Di Lingga, rombongan pendaki ini menyempatkan diri mengunjungi beberapa destinasi wisata Lingga, diantaranya Tugu Khatulistiwa, Komplek Istana Damnah, dan Air Terjun Resun.
Selepas menunaikan ibadah Jumat rombongan ini memulai pendakian ke Gunung Daik dipandu langsung oleh pemuda Daik yang tergabung dalam Kampung Sepincan dan Organisasi Perkumpulan Petualang Alam Bebas Perpetual, Daik, Lingga.
Rombongan pendaki ini beristirahat di Pos 2 Gunung Daik setelah memulai pendakian pada pukul 15:00 WIB melalui Gerbang Pendakian Gunung Daik. Pukul 5:00 WIB Sabtu (29/6/2019) rombongan memulai summit attack ke Puncak Gunung Daik.
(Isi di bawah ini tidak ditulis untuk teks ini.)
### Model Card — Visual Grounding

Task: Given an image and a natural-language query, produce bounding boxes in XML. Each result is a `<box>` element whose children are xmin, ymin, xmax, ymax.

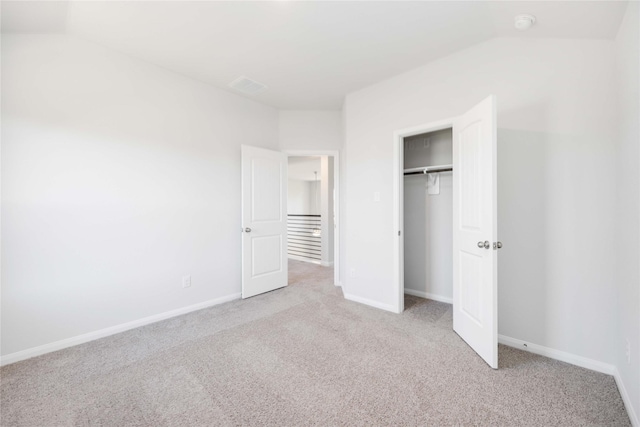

Selain mendaki, para pendaki ini juga membawa papan nama penanda nama Gunung Daik yang akan mereka pasang di puncak Gunung Daik.
Setelah sampai di Puncak Gunung Daik ini pada pukul 11:00 WIB, papan nama penanda Puncak Gunung Daik-pun didirikan oleh para pendaki tersebut.
Ada yang menarik saat rombongan pendaki ini mencapai Puncak Gunung Daik, yaitu mereka juga membawa pakaian khas adat Melayu yang dipakai mereka untuk berfoto bersama di puncak gunung ini. Hal ini jelas saja memberikan nuasa yang istimewa dalam pendakian ini.
Adrul, salah satu pendaki Malaysia yang ikut dalam pendakian ke Gunung Daik ini mengatakan bahwa, penggunaan baju Melayu ini di Puncak Gunung Daik adalah sebagai wujud kepedulian mereka terhadap budaya Melayu. "Inilah salah satu bentuk apresiasi kita terhadap kearifan budaya lokal. Apalagi kita dari Malaysia asalnya juga dari Bunda Tanah Melayu ini. Sudah sepatutnya kita menonjolkan identitas melayu di negeri ini," katanya.
"Kita juga menyarankan ke depannya, bagi pendaki- pendaki yang naik ke Daik juga melakukan hal yang sama, dengan mengabadikan gambar kenangan berkostum pakaian Melayu di Puncak Gunung ini, sebagai salah satu bentuk penghormatan terhadap budaya dan adat Melayu," ucapnya.
Saran membangun dari wisman ini perlu juga dipertimbangkan bagi pengelola pendakian atau tour leader yang ada di Daik, Lingga. Namun, harus juga harus dipertimbangkan bahwa tidak semua tamu yang datang ke Gunung Daik memiliki baju Melayu.
Sebagaimana diketahui, Gunung Daik adalah daratan tertinggi di wilayah Kepulauan Riau. Dengan keunikan puncaknya yang bercabang tiga, pamor Gunung Daik menyeruak jauh hingga ke negeri jiran, ditambah lagi dengan pamor pantun lama yang melegenda tentang gunung ini yang sangat termashur terutama di Semenanjung Malaysia.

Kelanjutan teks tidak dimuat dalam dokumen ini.